Nie dość że pojawiają się postacie, które i tak nie odgrywają wiekszej roli (Persefona, Kolejarz) to jeszcze mamy finałowy pojedynek zywcem wyjęty z lipnego dragonballa. Na mnie działał jak lek nasenny (a walki w pierwszym Matrixie mi się podobały, w drugim też z wyjątkiem tej z setką Smithów, też była nudna i zbyt długa).
I jak to się wszystko rozwiązuje?
Sytuacja jest tak przerypana, że w sumie w żaden sensowny sposób nie dałoby się jej już uratować, więc trzeba ją ratować w sposób bezsensowny. Trinity ginie w tak denny sposób, że nie wiadomo czy się śmiać czy płakać (nie ze wzruszenia, raczej nad głupotą scenarzysty) mamy postac Trin, nie wiadomo co z nbia zrobić, ok, udupimy ją, niech jeszcze walnie mowę pożegnalną, nieważne, ze powinna tam leżeć i kwiczeć albo stracić przytomność. Morfeusz zmienia się w tym filmie z twardziela w żałosną namiastkę samego siebie z poprzednich filmów, a jedyne co robi to nerwowe okrzyki "I'm trying!" oraz powtarzane do znudzenia "Neo will save us". Nagle okazuje się że wszystkie maszyny zostaną udupione przez Smitha jeśli Neo ich nie uratuje. Potem mamy walkę, która nie ma żadengo sensu, bo Neo równie dobrze mógł się od razu podłożyć i tak samo byłoby po zawodach. To na cholerę ten cały dragonball ?

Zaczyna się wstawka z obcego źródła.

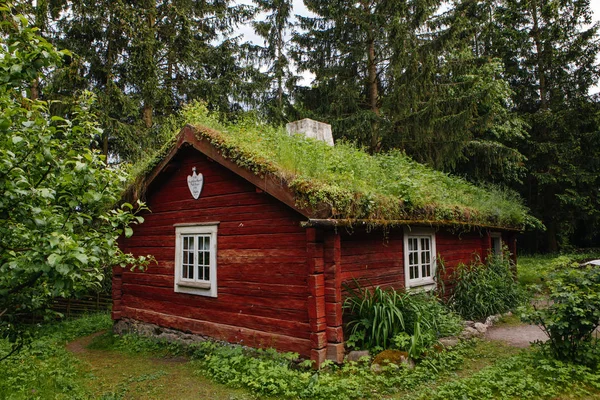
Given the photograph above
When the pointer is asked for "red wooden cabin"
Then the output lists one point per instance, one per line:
(243, 262)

Zasadniczo trzeba było to zostawić w spokoju po pierwszej części, no ale wiadomo, pieniążki muszą się robić...
hmm to ciekawe, że efekty specilane tak silnie na cibie działają - nudzą, usypiają itd. Jesteś bardzo wrażliwy, pewnie jak przechodzisz koło apteki to padasz trupem, trzba wzywać karetke, reanimacja itd, tyle tam środków które usypiją - 3000 razy silniejszych niż efekty specialne.
Oceniam Matrixa - wzystkie 3 częsci bardzo wysoko - sa genialne- najlepsze w swoim gatunku. po pierwsze: film bylby monotonny jakbys patrzył sie tylko na głownego bohatera (rozumiem, ze Neo może ci sie podobać)dlatego też wprowadza sie postacie drugoplanowe, a Persefona odgrywała wg mnie dosć znacząca role - radze obejżeć film jeszcze raz! po drugie: czy dragon ball jest lipny? kwestia dyskusji i to poważna.

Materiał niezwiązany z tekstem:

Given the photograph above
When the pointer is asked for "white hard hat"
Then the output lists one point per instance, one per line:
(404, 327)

Co do smierci trinity może zaliczyłęś anatomie na medycie - w co wątpie, i wiesz kiedy człowiek powinien stracić przytomność tylko po kilki sekundach ogledzin ale hmm to jest film, w dodtaku amerykański, gdyby umarła odrazu nie nazwalibyśmy tedo sf tylko dokument. Co do morfeusza - wewnętrzna przemiana bohatera - taki motyw w literturze i filmie który czesto sie powtarza polecam troszke poczytać. A co do braku sensu - radze obejrzeć jeszcze z dwa razy film i pomyśleć: skoro i tak kiedys umre bo to pewen to po co żyć? możesz smiało popełnić samobójstwo bo życie nie ma sensu wg cibie.

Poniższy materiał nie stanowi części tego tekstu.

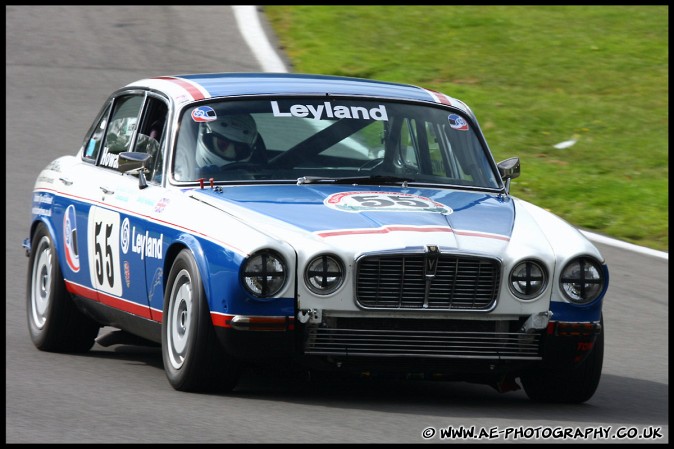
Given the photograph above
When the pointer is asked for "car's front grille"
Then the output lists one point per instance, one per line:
(402, 282)
(431, 339)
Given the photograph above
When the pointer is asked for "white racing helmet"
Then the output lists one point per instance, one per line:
(225, 140)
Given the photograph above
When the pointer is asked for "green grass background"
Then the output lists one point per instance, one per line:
(534, 76)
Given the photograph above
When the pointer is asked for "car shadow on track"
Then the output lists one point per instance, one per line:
(646, 401)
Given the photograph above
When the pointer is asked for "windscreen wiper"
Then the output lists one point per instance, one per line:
(376, 179)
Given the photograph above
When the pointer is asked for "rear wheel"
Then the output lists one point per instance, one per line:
(193, 358)
(575, 384)
(54, 322)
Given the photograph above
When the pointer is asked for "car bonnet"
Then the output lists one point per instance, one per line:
(371, 218)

"hmm to ciekawe, że efekty specilane tak silnie na cibie działają - nudzą, usypiają itd."
użyte z sensem efekty specjalne to zupełnie co innego niż nudne, przeciągnięte do granic sceny jak walka Neo ze Smithem w tym filmie.
"radze obejżeć film jeszcze raz!"
Nie dzięki, widziałem już dwa razy, dalej uważam go za gniota i marny sequel świetnej pierwszej części.
Masz całkowitą rację. 2 ostatnie części Matrixa to odgrzewanie kotleta w celu zgarnięcia pieniędzy od ludzi nie mających pojęcia o kinematografii. Zbyt wiele postaci - a co tam - jebnijmy 250 000 ludzi, i 30 nowych bohaterów! Niech widz ma problem z utożsamianiem się z jakąkolwiek z nich, bo nam się nie chce nad nimi pracować! I tak było... żadna z postaci nie zasługiwała na uznanie. Nie dość że spieprzyli poprzednio wykreowane to dodali masę niepotrzebnych. Logika godna samych "bohaterów"... Dodajmy też masę niepotrzebnych dialogów... I wątków.... w ogóle dodajmy niepotrzebne 2 części!
masz cos do dragonballa łajzo????????? a co do Matrixa to kazda część jest genialna. i nie ma tu każdej , 1+2+3=6, i tak powinna ta historia być odbierana trzy odcinki tworzą jedna historie czyli 6
SLUCHAJ UWAZNIE !!!!!
na kija dzielisz Matrix'y na czesci !? czy to tak ciezko skumac, ze to jest JEDNO !!! juz mnie wszystkie parapety powoli wqrzaja.....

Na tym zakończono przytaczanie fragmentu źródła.